搭乗した機内には、愛犬の名前が書かれたかわいらしいヘッドレストカバーや、ペット用のおやつ、いっしょに乾杯できるワインまで用意されており、参加者から歓声が上がっていた。
   

 離発着の際は、ペットをクレートに入れ、シートベルトを付けて固定する。ここでも、クレートに入れたままになるので、愛犬が落ち着かず、キュンキュン泣いてしまう。機内には、あちこちから泣いたり、吠えたりする声が聞こえた。

 機体が安定すると、クレートから出してもとよいことになり、愛犬の機嫌も戻った。ほどなく機内では、男の子は機長、女の子は客室乗務員のコスチュームを着て、記念撮影が始まった。愛犬は男の子なので、機長のコスチュームで、ご満悦の様子。運航中は、何度か客室乗務員が声をかけてくれたり、ツアーに同行している獣医が健康チェックをしてくれた。気圧の変化があるので、少々不安だったが、万全の体制が整っているのも心強かった。
   

 運航中は、客室乗務員とペットで記念撮影する姿などがあちこちで見られ、機内はずっと賑やかだった。
   

 ペットと愛犬家にとって、至れり尽くせりのツアーは、2泊3日、4名1室で1人、14万8000円~と、国内旅行としては若干高めの金額だが、12月中旬の発売と同時に完売し、キャンセル待ちも100人以上あったという。参加者からも「高いとは感じない」という声が多かった。

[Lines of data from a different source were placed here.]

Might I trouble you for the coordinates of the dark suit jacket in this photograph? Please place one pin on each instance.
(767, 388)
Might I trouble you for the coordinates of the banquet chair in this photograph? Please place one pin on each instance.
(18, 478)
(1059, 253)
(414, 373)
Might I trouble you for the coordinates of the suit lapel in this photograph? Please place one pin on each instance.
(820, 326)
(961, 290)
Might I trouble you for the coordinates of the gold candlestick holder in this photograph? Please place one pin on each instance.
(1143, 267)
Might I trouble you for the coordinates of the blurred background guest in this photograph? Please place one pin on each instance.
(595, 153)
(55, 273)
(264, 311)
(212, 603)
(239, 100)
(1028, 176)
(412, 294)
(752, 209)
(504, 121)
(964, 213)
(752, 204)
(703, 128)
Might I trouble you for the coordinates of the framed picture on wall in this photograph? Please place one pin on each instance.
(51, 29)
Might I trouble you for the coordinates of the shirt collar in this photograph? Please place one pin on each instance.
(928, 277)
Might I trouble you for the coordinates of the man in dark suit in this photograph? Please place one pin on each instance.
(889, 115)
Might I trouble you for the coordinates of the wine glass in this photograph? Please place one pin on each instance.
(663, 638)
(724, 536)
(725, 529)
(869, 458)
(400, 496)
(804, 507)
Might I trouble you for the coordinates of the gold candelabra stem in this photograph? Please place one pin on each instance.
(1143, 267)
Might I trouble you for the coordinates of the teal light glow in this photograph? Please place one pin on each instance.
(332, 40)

 JALでは今回のツアーを企画した背景について、「ペットの数が15歳未満の人口を超えたというデータもあり、三世代旅行や一人旅など旅行形態が多様化する中、新たな需要の取り込みにチャレンジした」と話す。ワンワンJETは、多様化する旅のニーズを模索する中で生まれた、新しい旅の形の一つと言えそうだ。JALは今後について、今回の結果を検証し、次回以降の開催を検討するとしている。
ニュースイッチオリジナル
高屋優理
高屋優理 Takaya Yuri 編集局第二産業部 記者
欧米では飛行機や電車、バスなどの公共交通機関で、ペットが一緒に乗っている光景をよく見かけるのですが、日本ではできません。うらやましいなと思いつつも、よくしつけられているペットの様子を見ると、我が身を振り返ってしまい、やっぱり難しいよな・・・と思ってしまいます。